We see daily the futile grasping of so many—those with the expectation that “just a little more” will bring them to the goal of contentment and happiness. Rather tragic, really. The material can alleviate discomfort, yes, but not bring fulfilment; there cannot but be always “something missing”. But joy is not to be had so much in accumulating, but in giving—the giving of self.
This is because the ultimate source of our happiness is not in the material, but rather in the immaterial—ultimately, in love.
Who has not witnessed the sparkling eyes and sincere joy of a child presented with an unexpected gift? And though the countenance of the adult is often more reserved, imagine the mother who is provided needs and security for her hungry child—the same light shining in the eyes of her heart. We need only imagine ourselves in such predicaments (if we have not already experienced them in reality) to witness and understand how neither avarice nor selfishness lead to joy, but rather sincere generosity, and the more selfless, the more rewarding. Jesus gives one of His greatest praises to the generous heart: “He…saw the rich putting their gifts into the [temple] treasury; and he saw a poor widow put in two copper coins.

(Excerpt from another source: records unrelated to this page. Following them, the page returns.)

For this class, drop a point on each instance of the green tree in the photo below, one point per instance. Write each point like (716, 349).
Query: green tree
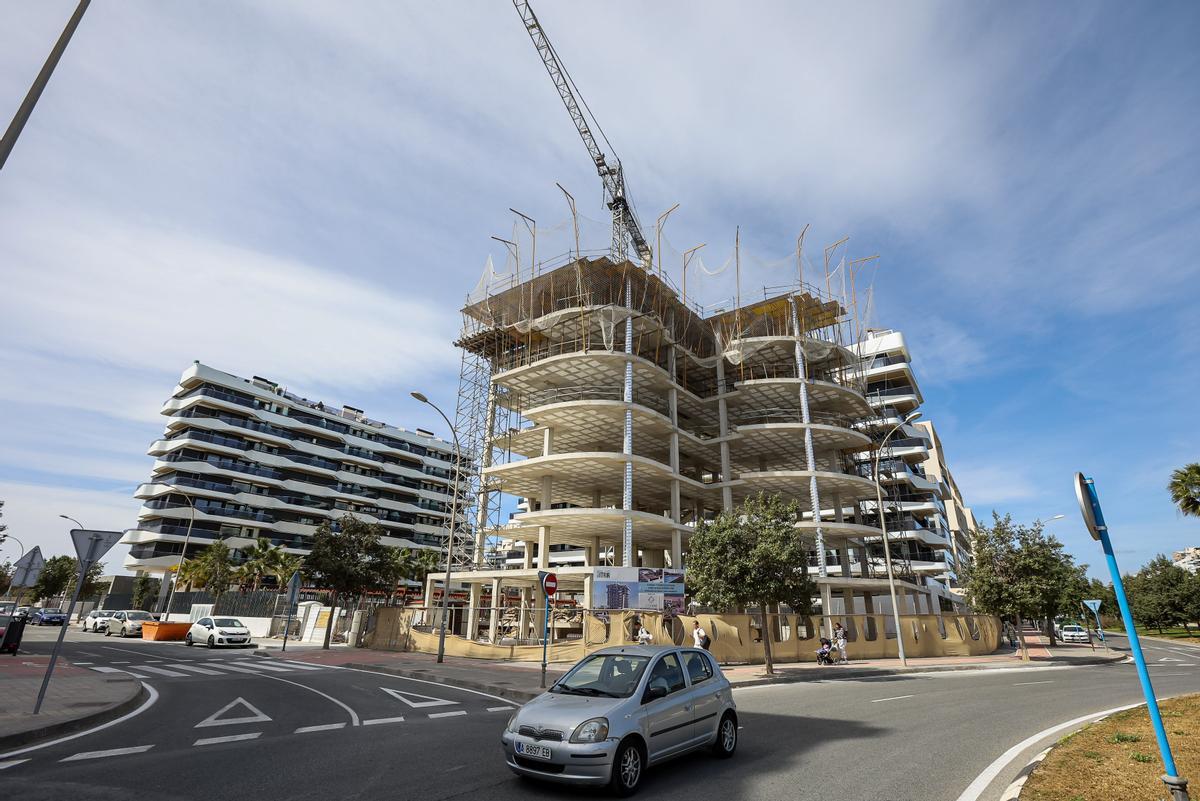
(1185, 488)
(1159, 594)
(211, 570)
(347, 559)
(753, 555)
(1020, 573)
(145, 589)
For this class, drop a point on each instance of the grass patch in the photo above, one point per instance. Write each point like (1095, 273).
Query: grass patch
(1110, 759)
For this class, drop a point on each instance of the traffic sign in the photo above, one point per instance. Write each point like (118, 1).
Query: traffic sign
(29, 567)
(90, 546)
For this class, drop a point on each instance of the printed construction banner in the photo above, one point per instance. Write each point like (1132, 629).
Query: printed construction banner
(653, 589)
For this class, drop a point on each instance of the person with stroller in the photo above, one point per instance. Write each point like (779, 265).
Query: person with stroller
(825, 651)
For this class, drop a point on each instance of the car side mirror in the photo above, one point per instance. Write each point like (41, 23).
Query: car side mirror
(654, 693)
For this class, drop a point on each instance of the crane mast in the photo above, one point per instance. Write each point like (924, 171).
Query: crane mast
(625, 229)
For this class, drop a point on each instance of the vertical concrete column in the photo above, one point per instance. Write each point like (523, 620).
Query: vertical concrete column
(474, 601)
(493, 621)
(807, 419)
(724, 420)
(523, 614)
(485, 462)
(627, 494)
(547, 485)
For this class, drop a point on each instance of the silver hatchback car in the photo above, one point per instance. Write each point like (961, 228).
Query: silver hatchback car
(621, 710)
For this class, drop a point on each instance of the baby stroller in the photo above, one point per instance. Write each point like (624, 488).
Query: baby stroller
(825, 654)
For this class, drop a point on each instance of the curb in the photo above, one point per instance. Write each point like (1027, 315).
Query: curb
(864, 673)
(510, 693)
(115, 710)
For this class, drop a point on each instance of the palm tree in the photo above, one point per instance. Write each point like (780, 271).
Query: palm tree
(283, 565)
(1185, 488)
(259, 559)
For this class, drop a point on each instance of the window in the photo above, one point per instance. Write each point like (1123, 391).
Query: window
(699, 669)
(667, 674)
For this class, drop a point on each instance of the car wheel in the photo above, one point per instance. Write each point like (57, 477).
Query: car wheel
(627, 769)
(726, 738)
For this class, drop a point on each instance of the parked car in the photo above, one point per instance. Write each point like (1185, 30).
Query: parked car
(127, 622)
(217, 631)
(96, 620)
(1073, 633)
(621, 710)
(48, 616)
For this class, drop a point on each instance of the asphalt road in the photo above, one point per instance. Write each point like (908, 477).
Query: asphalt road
(225, 726)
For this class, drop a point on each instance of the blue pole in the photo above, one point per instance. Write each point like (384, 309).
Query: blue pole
(1164, 746)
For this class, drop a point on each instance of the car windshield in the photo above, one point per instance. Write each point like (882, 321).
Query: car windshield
(612, 675)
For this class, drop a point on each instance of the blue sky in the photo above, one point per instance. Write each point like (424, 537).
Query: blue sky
(306, 193)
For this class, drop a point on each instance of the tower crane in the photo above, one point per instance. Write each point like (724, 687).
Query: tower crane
(625, 229)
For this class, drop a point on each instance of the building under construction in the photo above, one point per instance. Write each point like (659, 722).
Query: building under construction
(624, 416)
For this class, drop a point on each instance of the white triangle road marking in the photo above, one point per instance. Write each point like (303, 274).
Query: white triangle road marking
(257, 716)
(430, 700)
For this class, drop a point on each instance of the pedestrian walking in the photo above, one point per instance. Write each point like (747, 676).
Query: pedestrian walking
(699, 637)
(839, 634)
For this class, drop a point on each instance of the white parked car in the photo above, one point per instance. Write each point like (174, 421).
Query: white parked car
(96, 620)
(1074, 634)
(217, 631)
(127, 622)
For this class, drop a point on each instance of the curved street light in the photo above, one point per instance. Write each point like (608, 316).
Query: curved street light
(450, 523)
(883, 528)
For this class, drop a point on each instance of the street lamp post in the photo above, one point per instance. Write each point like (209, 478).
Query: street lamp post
(883, 527)
(179, 565)
(450, 525)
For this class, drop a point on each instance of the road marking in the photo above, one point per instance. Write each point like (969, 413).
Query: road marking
(383, 720)
(301, 666)
(430, 700)
(976, 789)
(232, 738)
(258, 666)
(111, 752)
(148, 704)
(256, 716)
(161, 670)
(196, 669)
(325, 727)
(237, 668)
(129, 673)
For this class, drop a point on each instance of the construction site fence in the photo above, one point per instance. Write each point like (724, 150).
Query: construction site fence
(737, 638)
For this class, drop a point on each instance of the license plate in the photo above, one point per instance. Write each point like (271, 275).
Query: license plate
(535, 752)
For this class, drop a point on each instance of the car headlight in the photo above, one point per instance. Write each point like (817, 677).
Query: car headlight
(593, 730)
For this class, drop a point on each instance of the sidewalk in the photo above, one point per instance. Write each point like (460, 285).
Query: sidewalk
(76, 699)
(521, 680)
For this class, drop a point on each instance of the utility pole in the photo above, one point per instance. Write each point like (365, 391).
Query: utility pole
(43, 77)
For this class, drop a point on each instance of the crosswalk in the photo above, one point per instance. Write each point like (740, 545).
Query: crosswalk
(207, 668)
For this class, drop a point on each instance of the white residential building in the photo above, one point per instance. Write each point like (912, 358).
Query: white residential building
(257, 461)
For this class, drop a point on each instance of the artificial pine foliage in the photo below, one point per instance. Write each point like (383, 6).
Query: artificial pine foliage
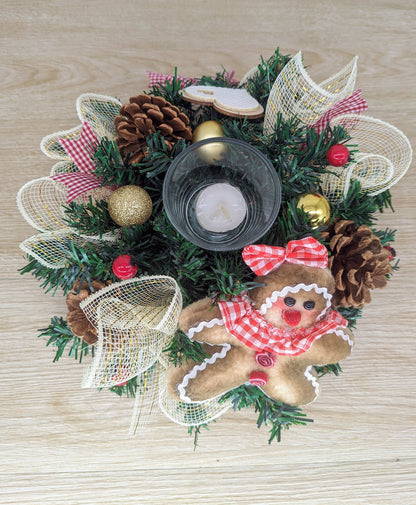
(297, 153)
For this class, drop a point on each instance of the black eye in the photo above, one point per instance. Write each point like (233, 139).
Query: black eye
(289, 301)
(309, 305)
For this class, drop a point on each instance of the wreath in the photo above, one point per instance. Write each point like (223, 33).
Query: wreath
(151, 203)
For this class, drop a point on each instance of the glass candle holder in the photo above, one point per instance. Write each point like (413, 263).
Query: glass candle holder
(221, 194)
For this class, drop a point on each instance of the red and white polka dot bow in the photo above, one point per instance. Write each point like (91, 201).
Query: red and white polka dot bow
(263, 259)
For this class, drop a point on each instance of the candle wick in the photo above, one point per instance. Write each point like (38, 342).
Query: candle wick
(224, 211)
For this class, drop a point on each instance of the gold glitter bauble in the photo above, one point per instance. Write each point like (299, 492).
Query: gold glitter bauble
(130, 205)
(211, 152)
(317, 207)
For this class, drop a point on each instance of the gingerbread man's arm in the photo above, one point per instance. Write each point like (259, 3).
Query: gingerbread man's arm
(201, 312)
(330, 348)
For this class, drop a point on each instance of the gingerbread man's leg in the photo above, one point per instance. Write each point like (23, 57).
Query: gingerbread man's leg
(224, 370)
(291, 383)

And he said, ‘Truly I tell you, this poor widow has put in more than all of them; for they all contributed out of their abundance, but she out of her poverty put in all the living that she had.” (Luke 21:1-4)

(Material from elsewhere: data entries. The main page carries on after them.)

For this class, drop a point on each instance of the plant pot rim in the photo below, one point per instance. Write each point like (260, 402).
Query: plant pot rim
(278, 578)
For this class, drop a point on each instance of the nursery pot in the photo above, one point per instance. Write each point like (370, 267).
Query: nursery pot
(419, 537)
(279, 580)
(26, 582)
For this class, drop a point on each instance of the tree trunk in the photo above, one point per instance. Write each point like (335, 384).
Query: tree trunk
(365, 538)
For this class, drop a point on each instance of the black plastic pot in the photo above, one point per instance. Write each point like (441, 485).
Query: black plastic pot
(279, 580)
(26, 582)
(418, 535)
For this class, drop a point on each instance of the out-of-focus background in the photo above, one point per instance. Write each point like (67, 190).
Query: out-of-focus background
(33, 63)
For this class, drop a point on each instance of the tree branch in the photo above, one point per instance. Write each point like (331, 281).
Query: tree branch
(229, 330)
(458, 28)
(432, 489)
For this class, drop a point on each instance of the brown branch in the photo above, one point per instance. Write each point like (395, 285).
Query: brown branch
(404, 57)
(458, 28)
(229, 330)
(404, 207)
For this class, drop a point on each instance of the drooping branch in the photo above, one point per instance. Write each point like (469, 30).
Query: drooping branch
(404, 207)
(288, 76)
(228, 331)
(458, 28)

Yes, inevitably our work often seems drudgery. But we can reorient our attitude to work toward the greater good. When we dedicate our labors to improving the world and helping the needy rather than buying more junk that we don’t need, will not our work become much more fulfilling? If the daily grind becomes the “grinding of corn” to feed the hungry, clothe the naked, treat the sick, house the homeless, then we go to our work with greater spring of step and joyful anticipation.
Let our “first fruits” go not so much to ourselves, but to those who need them more—to support evangelization in goodness and/or to assist those in need. While many have little time to actively serve the needy, all can provide assistance with donations, supporting by proxy what we may want to, but cannot, provide in person. If we mentally dedicate the first fruits of our day’s labor as assisting those good works, it makes the day all the more joyful and satisfying.
And so: “Whatever your task, work heartily, as serving the Lord and not men, knowing that from the Lord you will receive the inheritance as your reward; you are serving the Lord Christ.” (Colossians 3:23-24)…for as Jesus says in one of His most poignant parables: “…the righteous will answer him, ‘Lord, when did we see thee hungry and feed thee, or thirsty and give thee drink? And when did we see thee a stranger and welcome thee, or naked and clothe thee? And when did we see thee sick or in prison and visit thee?” And the King will answer them, ‘Truly, I say to you, as you did it to one of the least of these my brethren, you did it to me.’” (Matthew 25:37-40)
“Is not this the fast that I choose: to loose the bonds of wickedness, to undo the thongs of the yoke, to let the oppressed go free…Is it not to share your bread with the hungry, and bring the homeless poor into your house; when you see the naked, to cover him, and not to hide yourself from your own flesh? Then shall your light break forth like the dawn…Then you shall call, and the LORD will answer; you shall cry, and he will say, ‘Here I am.’…if you pour yourself out for the hungry and satisfy the desire of the afflicted, then shall your light rise in the darkness…” (Isaiah 58:6-10)
Rev. Glenn Jones is the Vicar General of the Archdiocese of Santa Fe and former pastor of Immaculate Heart of Mary Catholic Church in Los Alamos.